There's a preconceived notion that '80s music is all about one-hit-wonders and bubblegum pop. But "We Got the Beat," "Turning Japanese," and "I Ran (So Far Away)" are the only tunes in Guitar Hero Encore: Rocks The 80s likely to be spun at a retro prom. The rest ricochet between punk, thrash, radio rock, and hair metal, following the same something-for-everyone song-selection ethos that helped make the series a smash hit.

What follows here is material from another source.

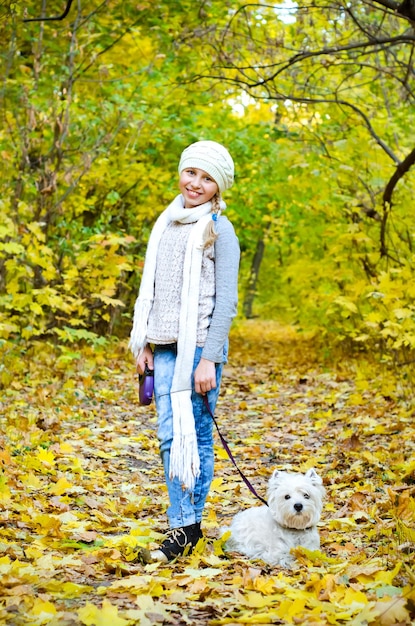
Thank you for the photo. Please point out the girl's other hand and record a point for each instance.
(146, 357)
(205, 376)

But in spite of some excellent, offbeat choices (like X's "Los Angeles" and Dead Kennedys' "Police Truck") the track list feels full of double-dips. Devoted Guitar Hero shredders have already rocked tracks by The Police, Anthrax, and Iron Maiden. And Krokus' cover of "Ballroom Blitz" is a cheap workaround of the game's self-imposed '80s-only rule. The larger issue is how little new content went into this expansion. The venues, menus, and characters are recycled from Guitar Hero II, with cursory bits of nostalgia slapped on top. Some of the additions are clever, like the tombstone stage prop etched with the letters PMRC. But these efforts don't do much to differentiate the game from other games. In fact, the preponderance of rock poster art makes the game feel like Guitar Hero 90s Rocks the 80s. Prior entries gave players a slew of playable songs by indie artists after they conquered the game. Guitar Hero Encore: Rocks The 80s must have blown its bonus-track budget on hairspray and Spandex.

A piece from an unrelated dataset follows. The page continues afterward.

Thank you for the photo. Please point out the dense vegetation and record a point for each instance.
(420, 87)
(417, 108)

Beyond the game: The Guitar Hero series has long been a collaboration between music-game maker Harmonix and peripheral manufacturer Red Octane. The two have split: Harmonix moved on to make Rock Band with EA, while Red Octane has allied with Activision to continue making Guitar Hero games. This game is the last to involve both parties. Hence the last-album-prior-to-breakup vibe.

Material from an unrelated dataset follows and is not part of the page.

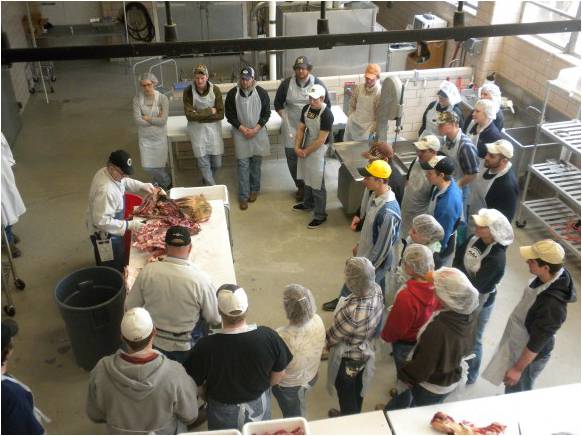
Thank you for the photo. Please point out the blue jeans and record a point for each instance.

Worth playing for: As a guitar-god simulator, this follow-up tickles all the right pleasure sensors. Strumming power chords, executing hammer-ons, and nailing difficult solos still feels good.

Frustration sets in when: Guitar Hero II's "Free Bird" is a tough act to follow. As a final encore, Extreme's virtuoso but extremely cheesy "Play With Me" doesn't seem worth the lighter fluid.

Final judgment: With no additional songs and a steep price tag, Guitar Hero Encore: Rocks The 80s is a disappointment of The Spaghetti Incident? proportions.